Example Calculations

The example calculations include non-zero emittance beams, multi-particle simulation, multi-threaded operation, and use of the GPU.

Spectrum Calculation

Assume we have an NSLS2-like beam (3 GeV electron beam) and an undulator with a peak field of 1 [T], period of 49 [mm], with 31 periods. We wish to calculate the on-axis spectrum 30 [m] downstream from the center of the undulator.

# Import the OSARS SR module
import oscars.sr

# Create an OSCARS SR object (set gpu and multi-threads)
osr = oscars.sr.sr(gpu=1, nthreads=8)

# Add an undulator with peak field of 1 [T], period of 49 [mm], nperiods of 31
osr.add_bfield_undulator(bfield=[0, 1, 0], period=[0, 0, 0.049], nperiods=31)

# Add an electron beam with initial position X=Y=Z=0, and initially in the Z direction.
osr.set_particle_beam(x0=[0, 0, -1], energy_GeV=3, current=0.500)

# Set the initial and final times for trajectory calculation
osr.set_ctstartstop(0, 2)

# Calculate the spectrum
spectrum = osr.calculate_spectrum(obs=[0, 0, 30], energy_range_eV=[100, 2000])

Power Density Calculation

Assume we have an NSLS2-like beam (3 GeV electron beam) and an undulator with a peak field of 1 [T], period of 49 [mm], with 31 periods. We wish to calculate the power density on two different surfaces, one flat surface downstream from the device which is almost perpendicular to the photon beam, and another which models the top inner surface of the beampipe passing through the undulator.

# Import the OSARS SR module
import oscars.sr

# Create an OSCARS SR object (set gpu and multi-threads)
osr = oscars.sr.sr(gpu=1, nthreads=8)

# Add an undulator with peak field of 1 [T], period of 49 [mm], nperiods of 31
osr.add_bfield_undulator(bfield=[0, 1, 0], period=[0, 0, 0.049], nperiods=31)

# Add an electron beam with initial position X=Y=Z=0, and initially in the Z direction.
osr.set_particle_beam(x0=[0, 0, -1], energy_GeV=3, current=0.500)

# Set the initial and final times for trajectory calculation
osr.set_ctstartstop(0, 2)

# Calculate the power density in a simple XY plane rotated 15 degrees at 30 [m] downstream.
power_density_0 = osr.calculate_power_density_rectangle(plane='XY',
                                                        width=[0.06, 0.06],
                                                        npoints=[101, 101],
                                                        rotations=[0, 15. * osr.pi() / 180., 0],
                                                        translation=[0, 0, 30])

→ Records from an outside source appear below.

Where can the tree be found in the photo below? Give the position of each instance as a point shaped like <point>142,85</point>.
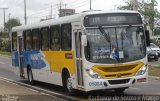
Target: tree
<point>12,23</point>
<point>146,8</point>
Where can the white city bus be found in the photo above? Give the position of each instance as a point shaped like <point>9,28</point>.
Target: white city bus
<point>88,51</point>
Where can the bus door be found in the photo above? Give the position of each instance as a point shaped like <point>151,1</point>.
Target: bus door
<point>21,69</point>
<point>78,59</point>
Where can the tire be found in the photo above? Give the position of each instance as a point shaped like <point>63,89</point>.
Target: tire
<point>119,90</point>
<point>30,76</point>
<point>68,85</point>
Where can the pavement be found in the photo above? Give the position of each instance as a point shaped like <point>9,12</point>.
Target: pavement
<point>12,92</point>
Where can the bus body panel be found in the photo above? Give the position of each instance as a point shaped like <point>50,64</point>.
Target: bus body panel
<point>47,65</point>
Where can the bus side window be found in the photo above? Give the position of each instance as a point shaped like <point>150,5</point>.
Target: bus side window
<point>45,38</point>
<point>36,39</point>
<point>14,41</point>
<point>66,37</point>
<point>27,40</point>
<point>55,37</point>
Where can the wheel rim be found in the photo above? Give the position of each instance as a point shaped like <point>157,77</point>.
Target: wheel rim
<point>69,84</point>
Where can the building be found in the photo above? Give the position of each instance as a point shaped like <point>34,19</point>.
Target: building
<point>66,12</point>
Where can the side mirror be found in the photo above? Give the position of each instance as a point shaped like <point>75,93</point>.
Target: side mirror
<point>84,40</point>
<point>147,38</point>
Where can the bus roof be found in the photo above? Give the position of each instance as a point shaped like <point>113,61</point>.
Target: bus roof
<point>67,19</point>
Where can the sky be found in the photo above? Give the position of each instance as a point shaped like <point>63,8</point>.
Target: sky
<point>39,9</point>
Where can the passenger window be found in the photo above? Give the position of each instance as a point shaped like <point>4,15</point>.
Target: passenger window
<point>55,37</point>
<point>36,39</point>
<point>28,40</point>
<point>45,38</point>
<point>66,37</point>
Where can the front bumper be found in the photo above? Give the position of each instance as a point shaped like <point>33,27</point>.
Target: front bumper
<point>102,84</point>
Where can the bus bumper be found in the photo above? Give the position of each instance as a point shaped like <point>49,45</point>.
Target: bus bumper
<point>102,84</point>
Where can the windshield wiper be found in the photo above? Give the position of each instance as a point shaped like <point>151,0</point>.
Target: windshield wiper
<point>106,36</point>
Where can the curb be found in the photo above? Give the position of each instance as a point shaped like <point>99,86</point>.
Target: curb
<point>57,95</point>
<point>7,56</point>
<point>154,77</point>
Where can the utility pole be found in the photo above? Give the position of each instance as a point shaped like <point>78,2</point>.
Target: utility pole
<point>4,9</point>
<point>25,14</point>
<point>90,5</point>
<point>51,12</point>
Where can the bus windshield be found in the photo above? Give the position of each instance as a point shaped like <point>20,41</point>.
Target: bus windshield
<point>125,44</point>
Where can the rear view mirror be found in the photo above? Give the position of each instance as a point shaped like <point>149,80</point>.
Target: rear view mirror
<point>147,37</point>
<point>84,40</point>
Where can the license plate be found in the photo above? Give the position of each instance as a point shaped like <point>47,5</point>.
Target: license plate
<point>151,56</point>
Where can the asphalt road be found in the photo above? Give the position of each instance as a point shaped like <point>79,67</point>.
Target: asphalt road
<point>152,88</point>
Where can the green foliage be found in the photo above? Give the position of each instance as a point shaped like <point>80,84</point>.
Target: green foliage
<point>146,8</point>
<point>12,23</point>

# Calculate the power density on the top surface of beampipe inside of undulator
power_density_1 = osr.calculate_power_density_rectangle(plane='XZ',
                                                        width=[0.02, 2.00],
                                                        npoints=[31, 201],
                                                        translation=[0, 0.005, 0])

Flux Density Calculation

  • Multi-particle
  • Non-zero emittance

Assume we have an NSLS2-like beam (3 GeV electron beam) and an undulator with a peak field of 1 [T], period of 49 [mm], with 31 periods. We wish to calculate the flux density on a plane 30 [m] downstream from the undulator.

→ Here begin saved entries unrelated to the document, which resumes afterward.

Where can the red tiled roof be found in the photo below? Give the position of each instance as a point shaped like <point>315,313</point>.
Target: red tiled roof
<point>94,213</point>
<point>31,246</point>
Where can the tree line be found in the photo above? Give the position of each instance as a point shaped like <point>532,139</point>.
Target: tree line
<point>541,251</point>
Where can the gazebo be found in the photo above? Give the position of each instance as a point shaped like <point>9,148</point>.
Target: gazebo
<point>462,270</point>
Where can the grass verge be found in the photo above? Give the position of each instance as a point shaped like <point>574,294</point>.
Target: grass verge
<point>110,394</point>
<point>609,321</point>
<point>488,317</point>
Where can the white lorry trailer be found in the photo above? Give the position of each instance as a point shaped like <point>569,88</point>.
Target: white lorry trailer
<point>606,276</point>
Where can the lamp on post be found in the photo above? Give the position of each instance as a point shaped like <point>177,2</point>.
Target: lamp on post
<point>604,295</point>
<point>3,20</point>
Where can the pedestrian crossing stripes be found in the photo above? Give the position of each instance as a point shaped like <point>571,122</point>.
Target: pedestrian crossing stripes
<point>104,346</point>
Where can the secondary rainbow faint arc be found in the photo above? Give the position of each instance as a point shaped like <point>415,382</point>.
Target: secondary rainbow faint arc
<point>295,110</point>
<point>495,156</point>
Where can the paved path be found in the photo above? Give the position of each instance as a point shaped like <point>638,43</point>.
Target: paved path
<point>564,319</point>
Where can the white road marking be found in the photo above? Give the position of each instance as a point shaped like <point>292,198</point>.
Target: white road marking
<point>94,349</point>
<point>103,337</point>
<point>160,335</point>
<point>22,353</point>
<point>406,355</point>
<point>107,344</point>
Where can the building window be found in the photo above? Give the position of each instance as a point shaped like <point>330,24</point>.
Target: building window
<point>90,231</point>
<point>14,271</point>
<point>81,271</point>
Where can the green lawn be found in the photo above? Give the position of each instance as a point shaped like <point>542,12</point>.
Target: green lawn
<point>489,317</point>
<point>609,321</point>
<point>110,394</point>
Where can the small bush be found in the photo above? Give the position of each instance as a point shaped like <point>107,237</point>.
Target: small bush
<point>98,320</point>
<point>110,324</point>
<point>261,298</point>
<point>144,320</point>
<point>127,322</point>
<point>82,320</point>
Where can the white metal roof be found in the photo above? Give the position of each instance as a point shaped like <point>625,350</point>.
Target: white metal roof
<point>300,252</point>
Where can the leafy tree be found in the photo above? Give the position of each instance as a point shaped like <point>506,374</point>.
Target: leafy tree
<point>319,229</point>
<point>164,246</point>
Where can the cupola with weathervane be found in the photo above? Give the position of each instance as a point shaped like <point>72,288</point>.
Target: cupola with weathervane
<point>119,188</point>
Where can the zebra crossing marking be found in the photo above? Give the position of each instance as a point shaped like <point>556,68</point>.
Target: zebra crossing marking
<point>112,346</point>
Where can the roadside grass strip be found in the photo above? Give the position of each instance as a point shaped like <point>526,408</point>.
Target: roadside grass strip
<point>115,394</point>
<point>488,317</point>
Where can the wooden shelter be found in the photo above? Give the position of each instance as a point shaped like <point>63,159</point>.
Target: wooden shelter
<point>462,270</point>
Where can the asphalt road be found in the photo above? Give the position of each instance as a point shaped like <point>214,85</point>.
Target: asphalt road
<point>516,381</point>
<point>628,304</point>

# Import the OSARS SR module
import oscars.sr

# Create an OSCARS SR object (set gpu and multi-threads)
osr = oscars.sr.sr(gpu=1, nthreads=8)

# Add an undulator with peak field of 1 [T], period of 49 [mm], nperiods of 31
osr.add_bfield_undulator(bfield=[0, 1, 0], period=[0, 0, 0.049], nperiods=31)

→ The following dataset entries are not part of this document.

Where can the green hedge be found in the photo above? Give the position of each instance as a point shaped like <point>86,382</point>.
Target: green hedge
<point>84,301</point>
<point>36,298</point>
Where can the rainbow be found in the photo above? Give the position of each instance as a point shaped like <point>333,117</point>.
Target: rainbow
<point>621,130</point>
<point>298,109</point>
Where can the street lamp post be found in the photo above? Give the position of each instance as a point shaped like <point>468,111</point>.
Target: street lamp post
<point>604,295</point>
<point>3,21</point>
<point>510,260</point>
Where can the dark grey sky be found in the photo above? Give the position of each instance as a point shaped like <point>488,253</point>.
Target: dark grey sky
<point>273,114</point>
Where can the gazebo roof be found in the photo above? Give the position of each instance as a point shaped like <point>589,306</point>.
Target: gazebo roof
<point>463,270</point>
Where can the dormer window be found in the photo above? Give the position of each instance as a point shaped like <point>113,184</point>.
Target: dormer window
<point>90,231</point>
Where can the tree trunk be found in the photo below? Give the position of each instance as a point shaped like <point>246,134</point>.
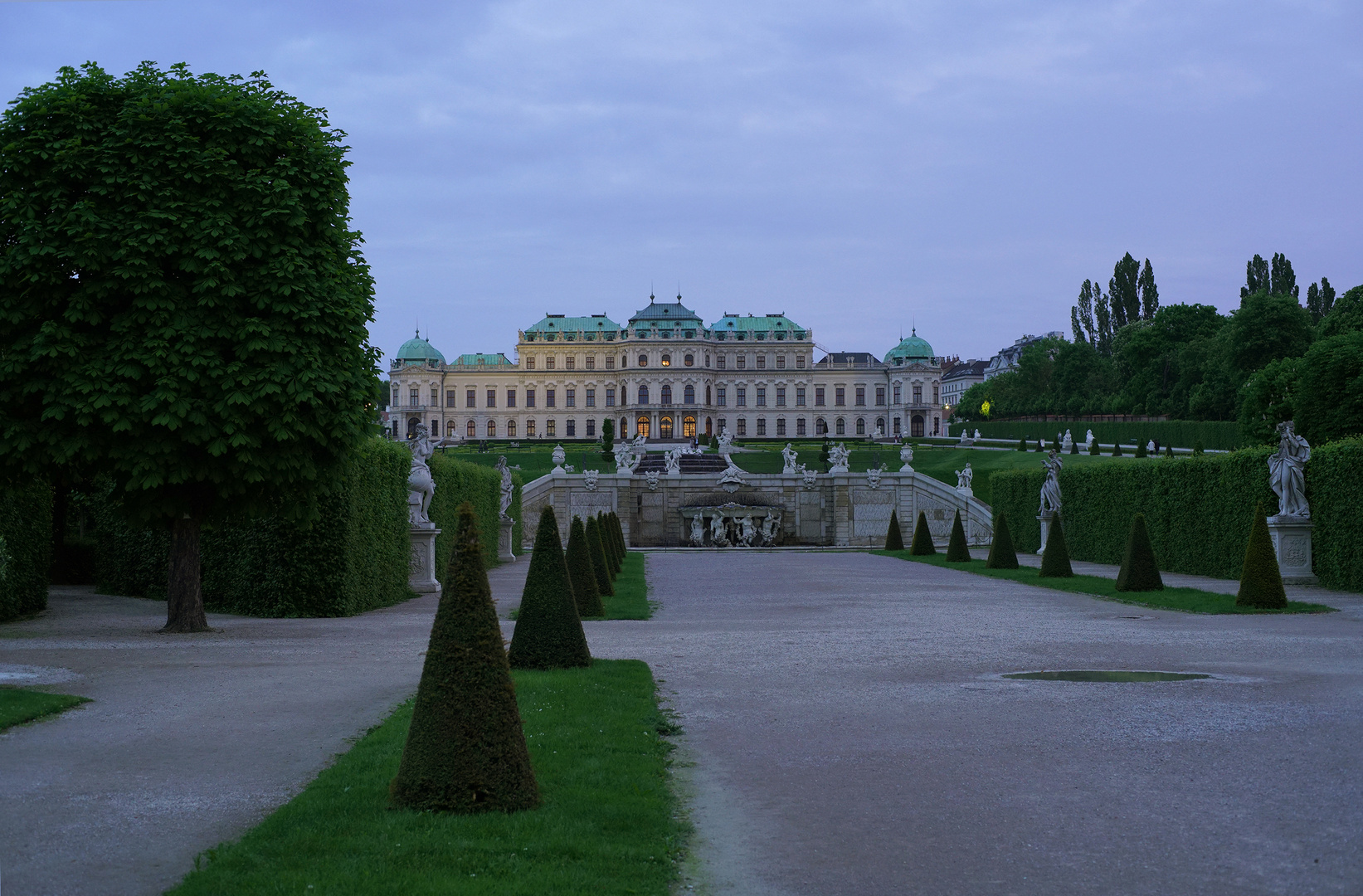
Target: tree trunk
<point>184,599</point>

# Add an electron beam with non-zero emittance
osr.add_particle_beam(energy_GeV=3,
                      x0=[0, 0, -1],
                      current=0.500,
                      sigma_energy_GeV=0.001*3,
                      beta=[1.5, 0.8],
                      emittance=[0.9e-9, 0.008e-9])

# Set the initial and final times for trajectory calculation
osr.set_ctstartstop(0, 2)

# Calculate the flux in a simple XY plane for a multi-particle non-zero emittance beam
flux = osr.calculate_flux_rectangle(plane='XY',
                                    energy_eV=455,
                                    width=[0.06, 0.06],
                                    npoints=[101, 101],
                                    translation=[0, 0, 30],
                                    nparticles=1000)

On Plotting Results

OSCARS comes with additional plotting tools which use matplotlib. We are also considering implementing the ROOT framework for plotting. Currently one can plot results from the above examples simply as follows.

# Import the OSCARS MLP tools
from oscars.plots_mpl import *

plot_spectrum(spectrum)
plot_power_density(power_density_0)
plot_power_density(power_density_1)
plot_flux(flux)